To give you a flavor of model training at Pinterest, all the machine learning training jobs at Pinterest are orchestrated through our unified machine learning API which is, which has very tight integrations with the rest of the Pinterest ecosystem.

Our training jobs overall cover over on an order of tens of petabytes of data and thousands of features. So this is actually a very large machine learning data set.

We run all kinds of jobs from single node, single GPU jobs to multi node, multi GPU jobs and the span board, distributed data parallel and fully shard data parallel. On an average, we run about thousands of daily training jobs and we have seen an unprecedented 100% year over year growth in the number of training jobs.

So this has lasted, you can see on the chart below that for the last two years, we have seen a doubling of the number of training jobs every year and the growth continues and there is a corresponding growth in the amount of GPUs that we consume.

To give a little bit of a deeper dive. The default training type that we use is a P4D instance, which is the NVIDIA A100 family and we are actively evaluating P5. So majority of our training runs on these P4D instance types, but we also have certain large scale model training workloads which are extremely compute and memory bound. And for these, we use P4D instance types which have the 80GB GPU memory of the A100 variant.

The other traditional machine learning workload and offline setting is the batch inference. And as Samantha said, I think these G5 instances are ideal for inference. And so majority of our batch inference workload actually runs on G5.

And then there's a special case of incremental retraining where our models train from scratch using P4Ds. And then an hour retraining happens using G5. So you can see a single ML workload is using a mix of P4D and G5.

The reason why I'm mentioning all of this is you can already see that just for one company's training workloads, we are using all four different types of instances here and this is on purpose because they are tailor made for those specific kinds of workloads.

There are two types of training jobs that we typically observe ones that last for hours, two days and we typically run them on our own internal CITIES orchestration platform. But there are also certain long, long jobs that can last for weeks to months. You can think of these as the more large scale pre training jobs that you have heard of in the industry. For those specifically we use AWS Batch and Ultra Clusters.

If I can draw your attention to the diagram, you can see that all of this machine learning training workloads are orchestrated through the TCPA P gateway. So this is a unified entry point and this actually allows us to innovate underneath where below you can see that there are three different boxes.

The first one is Pinter's internal CITIES infrastructure. Again, within that you can see we have both G5 and P40 instance types. And the second box, there is actually AWS Batch in which we run P4Ds as themselves or we run it as an Ultra Cluster of P4D. And I'll talk a little bit more about this later. And we are also excited about the eval of Amazon EKS because of its open source friendliness and we are probably exploring using it for.

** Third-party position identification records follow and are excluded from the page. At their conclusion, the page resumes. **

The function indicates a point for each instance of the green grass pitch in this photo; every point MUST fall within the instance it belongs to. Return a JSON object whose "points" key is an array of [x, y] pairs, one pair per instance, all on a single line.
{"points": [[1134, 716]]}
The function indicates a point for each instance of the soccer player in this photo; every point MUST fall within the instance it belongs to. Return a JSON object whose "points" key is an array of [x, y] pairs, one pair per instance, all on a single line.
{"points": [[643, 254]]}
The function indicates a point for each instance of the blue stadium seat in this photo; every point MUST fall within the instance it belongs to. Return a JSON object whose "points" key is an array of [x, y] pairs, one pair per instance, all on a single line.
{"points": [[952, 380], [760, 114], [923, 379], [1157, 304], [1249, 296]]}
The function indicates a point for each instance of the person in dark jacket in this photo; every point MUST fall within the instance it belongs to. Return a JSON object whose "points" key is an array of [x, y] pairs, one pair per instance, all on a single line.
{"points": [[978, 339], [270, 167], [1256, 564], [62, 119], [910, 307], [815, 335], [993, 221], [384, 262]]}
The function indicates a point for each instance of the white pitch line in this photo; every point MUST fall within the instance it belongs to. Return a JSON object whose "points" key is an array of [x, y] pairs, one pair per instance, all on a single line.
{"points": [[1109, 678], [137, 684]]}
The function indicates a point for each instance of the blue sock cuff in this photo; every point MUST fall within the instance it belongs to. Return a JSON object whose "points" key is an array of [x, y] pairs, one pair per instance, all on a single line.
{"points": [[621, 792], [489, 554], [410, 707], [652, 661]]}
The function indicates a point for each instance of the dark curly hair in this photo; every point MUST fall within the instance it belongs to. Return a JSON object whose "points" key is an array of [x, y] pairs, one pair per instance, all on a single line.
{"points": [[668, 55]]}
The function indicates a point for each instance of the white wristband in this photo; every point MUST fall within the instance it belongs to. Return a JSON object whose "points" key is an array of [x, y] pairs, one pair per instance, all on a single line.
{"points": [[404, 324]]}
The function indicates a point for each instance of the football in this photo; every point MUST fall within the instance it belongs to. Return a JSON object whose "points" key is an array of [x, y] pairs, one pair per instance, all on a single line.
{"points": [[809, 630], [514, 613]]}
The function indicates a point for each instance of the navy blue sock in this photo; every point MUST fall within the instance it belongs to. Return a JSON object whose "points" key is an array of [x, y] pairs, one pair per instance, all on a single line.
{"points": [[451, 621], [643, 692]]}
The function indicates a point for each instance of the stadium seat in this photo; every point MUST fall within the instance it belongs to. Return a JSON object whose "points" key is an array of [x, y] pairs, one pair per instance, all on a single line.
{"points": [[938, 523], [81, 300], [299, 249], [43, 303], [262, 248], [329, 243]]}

So what are these workloads that we run? As I said, Pinterest is a very real time app where we recommend you content based on your interests. And so recommends are a very common workload that we see. But our recommends are not the traditional recommends that most are familiar with. Our recommends are actually state of the art models. These can range anywhere from 100 million all the way up to 5 to 10 billion parameters in size if you consider large embedding tables.

And the key part that I want to highlight here is compared to our CPU baseline just two years ago, the models that we currently serve are almost 100 times larger than the number of floating point operations that they use. So these are very expensive models. They typically train on 7 to 30 days of training data and they train on 8 to 16 GPUs using distributed data parallel.

A key part here is that training such models also requires heavy data preprocessing. And I'll highlight a key challenge that we see with this specific problem in the next set of slides.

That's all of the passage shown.